< Ruth 3 >

1 En Naomi, haar schoonmoeder, zeide tot haar: Mijn dochter! zoude ik u geen rust zoeken, dat het u welga?
וַתֹּאמֶר לָהּ נָעֳמִי חֲמוֹתָהּ בִּתִּי הֲלֹא אֲבַקֶּשׁ־לָךְ מָנוֹחַ אֲשֶׁר יִֽיטַב־לָֽךְ׃
2 Nu dan, is niet Boaz, met wiens maagden gij geweest zijt, van onze bloedvriendschap? Zie, hij zal dezen nacht gerst op den dorsvloer wannen.
וְעַתָּה הֲלֹא בֹעַז מֹֽדַעְתָּנוּ אֲשֶׁר הָיִית אֶת־נַעֲרוֹתָיו הִנֵּה־הוּא זֹרֶה אֶת־גֹּרֶן הַשְּׂעֹרִים הַלָּֽיְלָה׃
3 Zo baad u, en zalf u, en doe uw klederen aan, en ga af naar den dorsvloer; maar maak u den man niet bekend, totdat hij geeindigd zal hebben te eten en te drinken.
וְרָחַצְתְּ ׀ וָסַכְתְּ וְשַׂמְתְּ שמלתך שִׂמְלֹתַיִךְ עָלַיִךְ וירדתי וְיָרַדְתְּ הַגֹּרֶן אַל־תִּוָּדְעִי לָאִישׁ עַד כַּלֹּתוֹ לֶאֱכֹל וְלִשְׁתּֽוֹת׃
4 En het zal geschieden, als hij nederligt, dat gij de plaats zult merken, waar hij zal nedergelegen zijn; ga dan in, en sla zijn voetdeksel op, en leg u; zo zal hij u te kennen geven, wat gij doen zult.
וִיהִי בְשָׁכְבוֹ וְיָדַעַתְּ אֶת־הַמָּקוֹם אֲשֶׁר יִשְׁכַּב־שָׁם וּבָאת וְגִלִּית מַרְגְּלֹתָיו ושכבתי וְשָׁכָבְתְּ וְהוּא יַגִּיד לָךְ אֵת אֲשֶׁר תַּעַשִֽׂין׃
5 En zij zeide tot haar: Al wat gij tot mij zegt, zal ik doen.
וַתֹּאמֶר אֵלֶיהָ כֹּל אֲשֶׁר־תֹּאמְרִי אֵלַי אֶֽעֱשֶֽׂה׃
6 Alzo ging zij af naar den dorsvloer, en deed naar alles, wat haar schoonmoeder haar geboden had.
וַתֵּרֶד הַגֹּרֶן וַתַּעַשׂ כְּכֹל אֲשֶׁר־צִוַּתָּה חֲמוֹתָֽהּ׃
7 Als nu Boaz gegeten en gedronken had, en zijn hart vrolijk was, zo kwam hij om neder te liggen aan het uiterste van een koren hoop.
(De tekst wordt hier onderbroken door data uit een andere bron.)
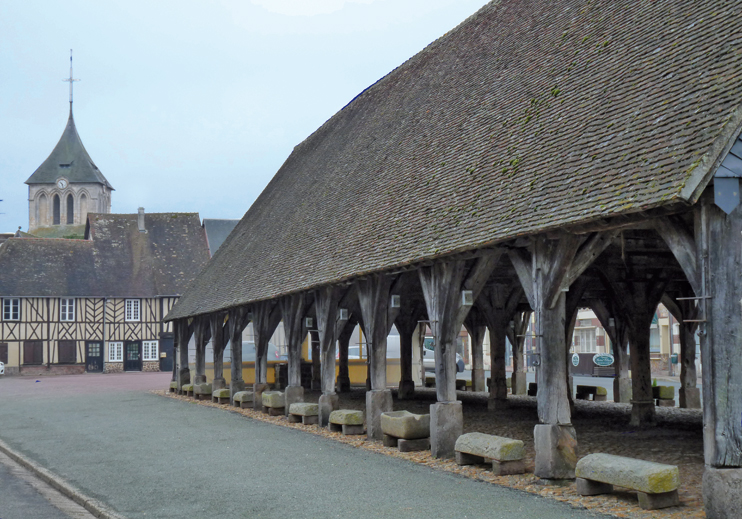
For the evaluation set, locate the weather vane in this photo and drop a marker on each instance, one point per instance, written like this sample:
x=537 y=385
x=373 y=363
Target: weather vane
x=70 y=80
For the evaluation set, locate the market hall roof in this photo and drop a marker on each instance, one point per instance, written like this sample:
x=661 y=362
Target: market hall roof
x=69 y=160
x=115 y=259
x=528 y=116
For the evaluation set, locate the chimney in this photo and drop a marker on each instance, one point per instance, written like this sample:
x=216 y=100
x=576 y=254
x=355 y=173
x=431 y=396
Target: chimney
x=140 y=220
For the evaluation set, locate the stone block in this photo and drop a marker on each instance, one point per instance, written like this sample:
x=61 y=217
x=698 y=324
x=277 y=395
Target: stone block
x=304 y=409
x=406 y=390
x=378 y=401
x=446 y=425
x=490 y=447
x=639 y=475
x=656 y=501
x=689 y=397
x=327 y=405
x=587 y=487
x=622 y=390
x=419 y=444
x=389 y=441
x=403 y=424
x=722 y=492
x=346 y=417
x=274 y=399
x=556 y=451
x=292 y=395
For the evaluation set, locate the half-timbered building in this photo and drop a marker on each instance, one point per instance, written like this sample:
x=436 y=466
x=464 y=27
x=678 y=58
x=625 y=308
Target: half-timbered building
x=97 y=304
x=541 y=157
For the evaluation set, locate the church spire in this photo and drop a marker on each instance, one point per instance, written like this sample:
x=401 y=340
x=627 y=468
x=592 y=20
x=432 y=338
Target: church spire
x=70 y=80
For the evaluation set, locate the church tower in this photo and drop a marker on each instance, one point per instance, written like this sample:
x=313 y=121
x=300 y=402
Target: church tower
x=67 y=186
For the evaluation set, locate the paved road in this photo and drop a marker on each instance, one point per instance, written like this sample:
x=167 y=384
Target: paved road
x=148 y=456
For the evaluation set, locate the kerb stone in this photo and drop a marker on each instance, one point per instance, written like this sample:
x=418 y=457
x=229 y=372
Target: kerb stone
x=446 y=425
x=722 y=492
x=406 y=425
x=377 y=401
x=556 y=451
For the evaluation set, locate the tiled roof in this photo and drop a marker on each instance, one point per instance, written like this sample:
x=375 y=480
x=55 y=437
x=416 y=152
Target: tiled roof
x=70 y=160
x=117 y=260
x=528 y=116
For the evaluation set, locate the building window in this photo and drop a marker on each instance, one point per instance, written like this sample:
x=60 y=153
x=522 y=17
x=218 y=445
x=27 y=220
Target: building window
x=132 y=309
x=150 y=350
x=66 y=309
x=11 y=309
x=33 y=352
x=67 y=352
x=115 y=352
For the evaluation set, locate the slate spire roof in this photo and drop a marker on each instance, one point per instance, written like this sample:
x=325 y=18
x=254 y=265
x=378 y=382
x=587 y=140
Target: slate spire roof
x=70 y=160
x=529 y=116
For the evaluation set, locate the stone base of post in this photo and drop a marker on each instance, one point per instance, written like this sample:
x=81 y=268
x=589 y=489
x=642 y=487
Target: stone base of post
x=292 y=395
x=477 y=380
x=519 y=383
x=257 y=395
x=377 y=401
x=556 y=451
x=327 y=404
x=446 y=425
x=406 y=390
x=622 y=392
x=642 y=413
x=722 y=492
x=690 y=397
x=343 y=384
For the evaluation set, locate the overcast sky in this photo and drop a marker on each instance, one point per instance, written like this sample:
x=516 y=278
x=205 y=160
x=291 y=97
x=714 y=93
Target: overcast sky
x=192 y=105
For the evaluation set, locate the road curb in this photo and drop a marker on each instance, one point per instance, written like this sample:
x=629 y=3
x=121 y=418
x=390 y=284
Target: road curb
x=93 y=506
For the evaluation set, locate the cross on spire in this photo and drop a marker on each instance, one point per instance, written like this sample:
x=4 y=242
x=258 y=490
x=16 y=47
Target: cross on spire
x=70 y=80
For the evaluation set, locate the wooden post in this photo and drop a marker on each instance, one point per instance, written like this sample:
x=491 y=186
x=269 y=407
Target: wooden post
x=216 y=324
x=326 y=301
x=374 y=293
x=546 y=274
x=265 y=315
x=294 y=309
x=236 y=323
x=442 y=284
x=201 y=334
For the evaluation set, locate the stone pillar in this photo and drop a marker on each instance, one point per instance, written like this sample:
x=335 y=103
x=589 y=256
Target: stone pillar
x=442 y=285
x=719 y=240
x=326 y=302
x=201 y=334
x=293 y=314
x=216 y=323
x=374 y=293
x=236 y=323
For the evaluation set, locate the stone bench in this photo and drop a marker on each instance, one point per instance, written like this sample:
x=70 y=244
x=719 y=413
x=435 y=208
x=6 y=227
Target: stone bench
x=243 y=399
x=407 y=431
x=304 y=412
x=220 y=396
x=655 y=483
x=274 y=402
x=505 y=454
x=201 y=391
x=598 y=394
x=664 y=396
x=347 y=421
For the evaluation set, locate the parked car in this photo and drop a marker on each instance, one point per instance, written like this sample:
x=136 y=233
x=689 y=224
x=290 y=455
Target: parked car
x=429 y=356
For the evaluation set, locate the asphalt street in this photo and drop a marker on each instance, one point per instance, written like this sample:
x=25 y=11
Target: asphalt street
x=147 y=456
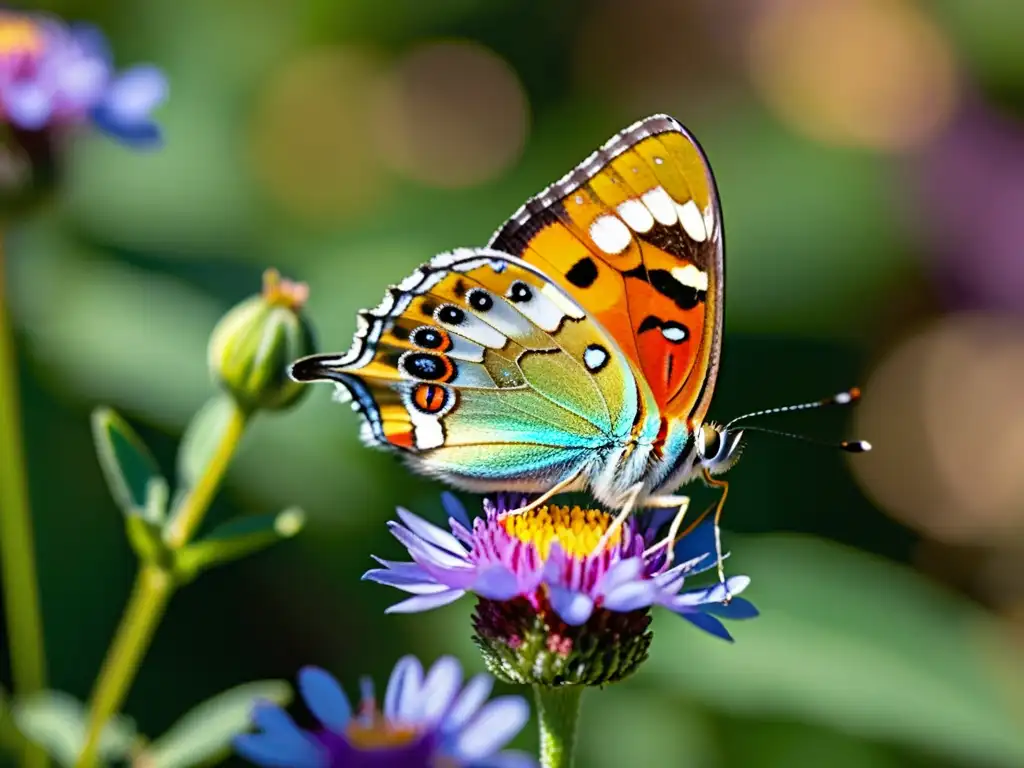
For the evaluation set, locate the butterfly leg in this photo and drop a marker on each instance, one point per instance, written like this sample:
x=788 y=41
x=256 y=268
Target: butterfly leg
x=683 y=503
x=716 y=483
x=631 y=500
x=544 y=498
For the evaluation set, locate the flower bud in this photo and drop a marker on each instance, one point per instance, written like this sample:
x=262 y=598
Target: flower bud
x=252 y=345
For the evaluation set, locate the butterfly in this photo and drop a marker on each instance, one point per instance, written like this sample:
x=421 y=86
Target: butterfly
x=579 y=350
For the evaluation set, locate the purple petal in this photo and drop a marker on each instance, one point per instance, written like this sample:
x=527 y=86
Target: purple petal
x=709 y=624
x=737 y=608
x=414 y=585
x=268 y=751
x=325 y=698
x=425 y=602
x=622 y=572
x=402 y=687
x=28 y=107
x=439 y=689
x=455 y=509
x=430 y=532
x=496 y=724
x=496 y=583
x=631 y=597
x=715 y=594
x=573 y=607
x=468 y=702
x=135 y=93
x=424 y=551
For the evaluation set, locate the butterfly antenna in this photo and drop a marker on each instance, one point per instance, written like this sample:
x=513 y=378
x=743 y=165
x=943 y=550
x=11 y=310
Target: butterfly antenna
x=846 y=397
x=850 y=446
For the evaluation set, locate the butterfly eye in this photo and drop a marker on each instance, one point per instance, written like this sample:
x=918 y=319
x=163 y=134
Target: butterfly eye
x=480 y=300
x=451 y=315
x=709 y=442
x=519 y=292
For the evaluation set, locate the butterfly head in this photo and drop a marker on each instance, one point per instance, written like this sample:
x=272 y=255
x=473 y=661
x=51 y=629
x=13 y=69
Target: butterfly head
x=718 y=448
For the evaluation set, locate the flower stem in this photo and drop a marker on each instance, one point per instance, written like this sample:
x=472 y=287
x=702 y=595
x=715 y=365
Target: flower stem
x=17 y=549
x=558 y=712
x=153 y=590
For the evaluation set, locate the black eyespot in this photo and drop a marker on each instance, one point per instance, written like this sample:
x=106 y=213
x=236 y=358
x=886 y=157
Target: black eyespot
x=426 y=367
x=453 y=315
x=480 y=300
x=428 y=338
x=520 y=292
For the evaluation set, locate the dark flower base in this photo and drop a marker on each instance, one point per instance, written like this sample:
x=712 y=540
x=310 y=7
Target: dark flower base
x=527 y=645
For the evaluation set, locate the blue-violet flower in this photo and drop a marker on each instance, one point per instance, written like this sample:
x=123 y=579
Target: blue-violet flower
x=429 y=720
x=551 y=610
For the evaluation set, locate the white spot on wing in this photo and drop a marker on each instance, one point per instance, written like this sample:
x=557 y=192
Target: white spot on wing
x=594 y=357
x=610 y=235
x=660 y=206
x=636 y=215
x=692 y=221
x=690 y=276
x=427 y=430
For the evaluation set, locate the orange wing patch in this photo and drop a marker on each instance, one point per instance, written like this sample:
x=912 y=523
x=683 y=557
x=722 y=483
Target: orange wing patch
x=634 y=233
Daarna kwam zij stilletjes in, en sloeg zijn voetdeksel op, en leide zich.
וַיֹּאכַל בֹּעַז וַיֵּשְׁתְּ וַיִּיטַב לִבּוֹ וַיָּבֹא לִשְׁכַּב בִּקְצֵה הָעֲרֵמָה וַתָּבֹא בַלָּט וַתְּגַל מַרְגְּלֹתָיו וַתִּשְׁכָּֽב׃
8 En het geschiedde te middernacht, dat die man verschrikte, en om zich greep; en ziet, een vrouw lag aan zijn voetdeksel.
וַיְהִי בַּחֲצִי הַלַּיְלָה וַיֶּחֱרַד הָאִישׁ וַיִּלָּפֵת וְהִנֵּה אִשָּׁה שֹׁכֶבֶת מַרְגְּלֹתָֽיו׃
9 En hij zeide: Wie zijt gij? En zij zeide: Ik ben Ruth, uw dienstmaagd, breid dan uw vleugel uit over uw dienstmaagd, want gij zijt de losser.
וַיֹּאמֶר מִי־אָתּ וַתֹּאמֶר אָנֹכִי רוּת אֲמָתֶךָ וּפָרַשְׂתָּ כְנָפֶךָ עַל־אֲמָתְךָ כִּי גֹאֵל אָֽתָּה׃
10 En hij zeide: Gezegend zijt gij den HEERE, mijn dochter! Gij hebt deze uw laatste weldadigheid beter gemaakt dan de eerste, dewijl gij geen jonge gezellen zijt nagegaan, hetzij arm of rijk.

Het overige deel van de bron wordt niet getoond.